Learning and Development is vital to individual growth and organisational success. But we’ve all been there where we’ve attended training, and the content just hasn’t landed. Maybe it’s the ‘death by powerpoint’ approach or it might be that you’ve struggled relating the content to your own role. Either way, the learning outcomes are short-lived, the training requirement isn’t met, and the business sees a poor return on investment.
So how should organisations make sure training really hits home? That in days, weeks, months, years down the line, attendees have retained and embedded new skills or approaches?
Let’s delve into a few approaches that help to embed the learning, ensuring a lasting impact, meeting key organisational objectives, and guaranteeing a training return on investment…
1. Active participation
Hands up who fancies sitting down for three hours being talked to non-stop? Doesn’t sound very fun does it? And passive learning is much less likely to stick!
Instead, look for workshops where delegates will be actively engaged with the learning through hands-on activities to learn by experience, with facilitated discussion to explore diverse perspectives and enrich understanding.
Ever had those moments where the facilitator or a fellow delegate has said something, and it’s really resonated? But before you have time to think about it or plan how it could be applied to your own role, the topic has moved on.
Allocating time for participants to reflect on what they have learned is a critical part of learning and development. Training that gives attendees space to action plan progressively throughout the session will give individuals the opportunity to consider how to effectively apply the learning to their own roles and working environments.
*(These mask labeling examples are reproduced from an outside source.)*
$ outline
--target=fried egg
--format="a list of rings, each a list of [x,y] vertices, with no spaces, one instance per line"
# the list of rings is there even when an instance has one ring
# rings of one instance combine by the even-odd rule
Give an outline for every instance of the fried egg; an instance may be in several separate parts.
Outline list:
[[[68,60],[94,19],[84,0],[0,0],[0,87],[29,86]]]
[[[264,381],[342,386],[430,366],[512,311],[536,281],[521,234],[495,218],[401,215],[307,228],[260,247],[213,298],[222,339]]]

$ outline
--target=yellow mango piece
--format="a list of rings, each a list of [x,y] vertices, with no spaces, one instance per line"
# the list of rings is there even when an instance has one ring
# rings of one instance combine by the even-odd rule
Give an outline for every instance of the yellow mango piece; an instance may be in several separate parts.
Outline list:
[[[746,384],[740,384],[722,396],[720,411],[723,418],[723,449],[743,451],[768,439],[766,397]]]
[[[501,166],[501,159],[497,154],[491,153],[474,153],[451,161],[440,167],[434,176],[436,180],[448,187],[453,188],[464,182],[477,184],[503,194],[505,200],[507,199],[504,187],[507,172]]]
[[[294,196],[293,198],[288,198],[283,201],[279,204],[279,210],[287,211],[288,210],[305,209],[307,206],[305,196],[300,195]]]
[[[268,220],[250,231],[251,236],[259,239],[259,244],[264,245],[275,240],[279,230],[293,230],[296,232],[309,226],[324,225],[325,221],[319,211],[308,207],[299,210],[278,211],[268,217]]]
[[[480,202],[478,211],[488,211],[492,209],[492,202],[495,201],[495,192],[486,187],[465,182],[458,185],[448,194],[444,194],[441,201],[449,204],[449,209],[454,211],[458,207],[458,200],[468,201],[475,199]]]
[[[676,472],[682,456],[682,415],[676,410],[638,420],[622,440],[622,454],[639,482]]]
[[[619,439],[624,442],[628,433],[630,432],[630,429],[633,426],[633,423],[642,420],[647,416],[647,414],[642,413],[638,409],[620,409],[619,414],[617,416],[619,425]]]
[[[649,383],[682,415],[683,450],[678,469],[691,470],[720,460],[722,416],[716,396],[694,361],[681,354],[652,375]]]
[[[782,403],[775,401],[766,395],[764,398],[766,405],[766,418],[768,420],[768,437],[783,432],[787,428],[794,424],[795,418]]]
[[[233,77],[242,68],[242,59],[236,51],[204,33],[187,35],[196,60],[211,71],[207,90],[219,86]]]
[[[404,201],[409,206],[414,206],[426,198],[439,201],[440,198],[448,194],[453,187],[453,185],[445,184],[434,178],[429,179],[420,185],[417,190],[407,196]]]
3. Real-life scenarios and storytelling
Our brains respond well to storytelling so integrating real-life, relatable scenarios into training helps participants connect on a deeper level. Whether via video content, or in-person professional actors, participants are immersed in complex situations that mirror typical workplace interactions.
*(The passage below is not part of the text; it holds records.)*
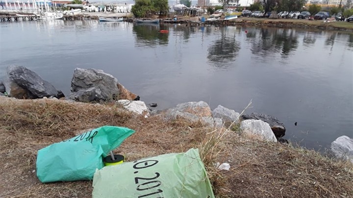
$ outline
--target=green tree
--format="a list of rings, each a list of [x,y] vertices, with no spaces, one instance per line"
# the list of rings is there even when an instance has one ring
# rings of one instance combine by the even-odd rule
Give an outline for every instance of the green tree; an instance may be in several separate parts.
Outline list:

Not only that but seeing a situation play out in front of you creates an opportunity to test out different techniques right there in the moment and in a safe space. Practicing the skills during the learning reinforces the information and increases likelihood of retention.
4. Training toolkits
Keep the learning alive with follow-up training resources. Training toolkits can serve as a reminder of key concepts learned during the training, making it easier for individuals to implement them on the job. With tips and activities managers can easily facilitate within their own team, the toolkits provide a framework to facilitate structured conversations, self-reflection activities and fun mini training sessions to keep the conversation going after the training.
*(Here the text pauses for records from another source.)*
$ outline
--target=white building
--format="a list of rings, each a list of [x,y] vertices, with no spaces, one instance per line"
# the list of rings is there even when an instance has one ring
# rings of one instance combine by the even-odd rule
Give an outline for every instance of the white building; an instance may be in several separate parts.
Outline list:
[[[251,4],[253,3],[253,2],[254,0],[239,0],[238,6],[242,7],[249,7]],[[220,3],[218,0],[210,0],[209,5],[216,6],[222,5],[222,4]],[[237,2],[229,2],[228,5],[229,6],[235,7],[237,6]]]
An example of training toolkits can be found here:
- Courageous Conversations Activity
- Inclusive Language Guide
- Collaborative Communication Tool
- Carer-Friendly Activity
- Meaningful Conversations on Race Toolkit
5. Modular Training Approach
Repetition is a powerful tool for retention so break the training down into modules where time is spent recapping the previous learning before moving onto the next topic.
Rather than expecting delegates to digest all information at once, this approach offers more reflection time and a chance to put the learning into action. Schedule in regular team touchpoints throughout the training journey to revisit material plan how it will be applied to individual roles.
6. Refresher training
Your team completed training mid-last year, but a relevant awareness month is coming up and you want to bring the learning outcomes back to the forefront again.
Holding refresher training, whether that’s a webinar, an online micro-learning session or an updated workshop really increases knowledge retention. In addition, refresher training contributes to creating a culture of continuous learning.
Training provides people with the opportunity to learn. However lecture-style training often fails to bring in the return on investment because information and skills are much less likely to be retained and applied. Embedding the learning is an ongoing process and successfully transferring that learning into action requires a multifaceted approach.
To be successful with learning and development initiatives, it’s imperative for organisations to integrate approaches that help learners to embed the learning in alignment with their day role, not in silo. By encouraging active participation, combining expert facilitation with interactive learning methods, and providing follow-up support, organisations can maximise the impact of their training programmes. Ultimately the goal is not just to provide the information, but to cultivate a transformative experience and empower individuals to apply that knowledge in ways that drive personal and organisatonal success.